Tom Burbage, executive vice-president and general manager at Lockheed Martin, said he understood the committee's concern on the schedule and cost and said the company was "committed to drive down costs in the face of challenging fiscal realities."
McCain pressed Burbage on what were the "handsome returns to shareholders" of Lockheed Martin compared to the non-existent returns for the American taxpayer. Burbage said he could not provide the numbers.
Ottawa stands by price to buy 65 jets
In Canada, the Conservatives have fought a pitched battle with the opposition parties and the parliamentary budget officer over their figures for the jets. When the purchase of 65 stealth fighters was first announced, the Tories said the price tag was $9 billion for the aircraft and up to $7 billion more for 20 years' of maintenance.

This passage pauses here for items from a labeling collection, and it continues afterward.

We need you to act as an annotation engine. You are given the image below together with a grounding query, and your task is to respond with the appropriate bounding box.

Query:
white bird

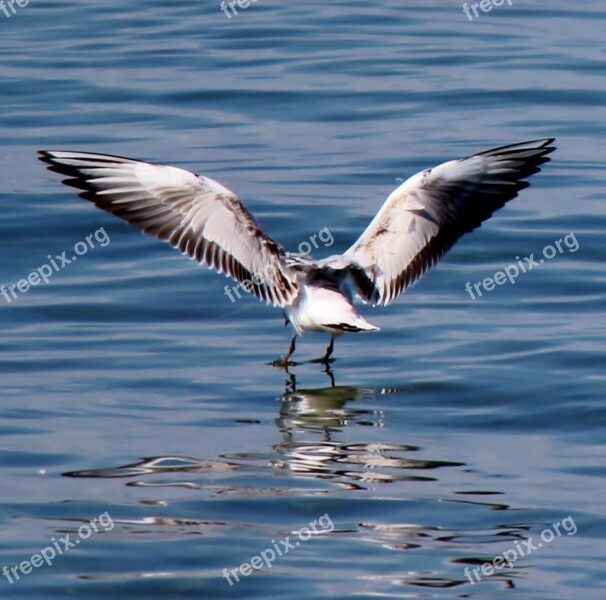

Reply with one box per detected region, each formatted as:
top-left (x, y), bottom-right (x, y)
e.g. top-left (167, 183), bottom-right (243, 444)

top-left (39, 138), bottom-right (555, 366)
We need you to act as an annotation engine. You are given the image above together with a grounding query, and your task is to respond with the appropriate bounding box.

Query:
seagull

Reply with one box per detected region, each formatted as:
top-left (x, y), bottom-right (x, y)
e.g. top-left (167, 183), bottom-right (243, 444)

In defending the price, Canada's Defence Department said it will pay between $70 million (U.S.) and $75 million (U.S.) for each aircraft, a figure that the parliamentary budget officer has disputed.
The prime minister has repeatedly warned that Canada's CF-18 fighter jets, which the Joint Strike Fighter is meant to replace, will soon reach the end of their service life.
Meanwhile, a former Canadian defence official, who once championed the F-35 but is now one of its fiercest critics, has called Harper's price explanations absurd.
Alan Williams, who headed procurement at National Defence until 2005, said the U.S. would not sell the fighter to Canada at less than what its own military pays.
Canada is among the allies in the F-35 program who gather annually to list the number of aircraft they intend to buy in any year. The Pentagon then negotiates the price with Lockheed Martin. In theory, the more aircraft that are built, the lower the unit cost.
The agreement signed by Ottawa last summer binds Canada with its allies. If one country decides to pull out or not purchase in a particular year, as Turkey has signalled it will do, costs rise for the countries remaining in the pool.